Green of Jackson Elementary says that she and her assistant came up short in the area of positive interaction with pupils, which contributes to all areas of a child’s growth and development.
“We had forgotten they were only 3, 4 and 5 years old,” she recalls. “Our kids really know how to push your buttons. We found that we were doing a lot of yelling and screaming and always using the ‘time-out’ chair,” where misbehaving children must sit to cool down.
Now, Green and her assistant speak in softer tones, bend down to speak at child’s-eye level and don’t “talk down” to the children. In place of the time-out chair, they ask unruly children themselves to find a place where they can be alone until they calm down. To make all children feel special, they also set up a schedule to ensure that two or three children get extra attention each day.
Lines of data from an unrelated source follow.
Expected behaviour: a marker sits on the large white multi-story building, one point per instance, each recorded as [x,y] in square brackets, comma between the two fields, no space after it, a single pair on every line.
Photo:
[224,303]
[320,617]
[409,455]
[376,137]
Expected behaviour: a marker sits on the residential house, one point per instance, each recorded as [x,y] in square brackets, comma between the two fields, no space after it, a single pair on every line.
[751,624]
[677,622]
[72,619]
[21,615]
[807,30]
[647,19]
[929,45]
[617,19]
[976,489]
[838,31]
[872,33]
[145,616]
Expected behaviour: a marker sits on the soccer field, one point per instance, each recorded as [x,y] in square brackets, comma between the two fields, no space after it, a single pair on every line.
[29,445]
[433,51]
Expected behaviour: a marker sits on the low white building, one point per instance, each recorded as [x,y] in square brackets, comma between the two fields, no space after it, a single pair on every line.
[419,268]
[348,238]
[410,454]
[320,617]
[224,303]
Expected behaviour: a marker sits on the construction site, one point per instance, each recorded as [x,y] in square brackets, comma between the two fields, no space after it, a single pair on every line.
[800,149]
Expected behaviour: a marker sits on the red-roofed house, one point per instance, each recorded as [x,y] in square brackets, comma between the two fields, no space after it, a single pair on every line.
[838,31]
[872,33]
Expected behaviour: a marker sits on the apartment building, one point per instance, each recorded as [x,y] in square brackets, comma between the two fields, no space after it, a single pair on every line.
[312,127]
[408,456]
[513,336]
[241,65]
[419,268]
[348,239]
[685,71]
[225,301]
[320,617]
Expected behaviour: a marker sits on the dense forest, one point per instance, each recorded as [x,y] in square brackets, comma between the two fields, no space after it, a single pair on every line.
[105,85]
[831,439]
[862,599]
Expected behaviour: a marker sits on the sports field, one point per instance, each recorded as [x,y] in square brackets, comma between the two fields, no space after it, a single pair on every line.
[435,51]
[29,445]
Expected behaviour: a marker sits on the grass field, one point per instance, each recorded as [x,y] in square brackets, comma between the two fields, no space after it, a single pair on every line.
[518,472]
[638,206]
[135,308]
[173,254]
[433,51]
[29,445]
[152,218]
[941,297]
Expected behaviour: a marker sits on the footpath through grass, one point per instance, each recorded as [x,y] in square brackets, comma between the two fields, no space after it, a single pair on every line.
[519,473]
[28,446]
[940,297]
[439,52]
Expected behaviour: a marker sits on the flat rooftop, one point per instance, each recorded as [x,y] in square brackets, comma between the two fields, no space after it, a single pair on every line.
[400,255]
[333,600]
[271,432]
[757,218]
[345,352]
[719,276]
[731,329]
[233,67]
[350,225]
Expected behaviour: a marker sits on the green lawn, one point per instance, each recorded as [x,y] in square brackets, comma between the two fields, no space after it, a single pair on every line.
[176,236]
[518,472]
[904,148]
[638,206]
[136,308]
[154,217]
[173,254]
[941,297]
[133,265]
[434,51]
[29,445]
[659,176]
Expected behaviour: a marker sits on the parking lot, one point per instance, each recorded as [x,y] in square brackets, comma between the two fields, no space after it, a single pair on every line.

“We realized that quieter children may not have the teacher’s ear as much as some of the louder children. So, this way, each child gets noticed,” Green explains.
The accreditation process also asks teachers to look at their classrooms’ physical environment; here, too, Green found a need for improvement. First, she made her room cozier and more inviting by adding a rug and bean-bag chairs and by asking parents to make curtains. She also rearranged furniture and interest areas. For example, a loft that had been designated a “quiet area” was never used; so she converted it to a “discovery area,” with plants and a fish tank.
In the process of making all these changes, Green’s relationship with her assistant, Pearlie Billings, changed, too. “We watch each other and are more critical of each other, but in a constructive way,” she says. “She may tell me, ‘You spent more time on the phone and on paperwork than with the kids today.’ So I don’t let that happen again.”
Green and Hoglind say the accreditation process also opened their eyes to little things that make a difference.
For instance, while Hoglind and her students were good about washing their hands before meals, they had not been as diligent about hand-washing before using the water table, which children use to play with water toys. Hoglind also sometimes sat in the middle of the classroom, where she couldn’t see all the children. “I would miss some things that were going on in the room, but didn’t realize why,” she recalls. “Before the self-analysis, I had never even thought of that.”
Now, Green thinks she and her assistant should do a self-study every year. “If we don’t get accredited, I still think we have gotten better for our efforts,” she concludes.
For more information about the accreditation process, costs and eligibility, call the National Academy of Early Childhood Programs at (800) 424-2460.
Following these interviews, Reinberg’s preschool received accreditation. Jackson hopes it will be prepared to request a site visit in October.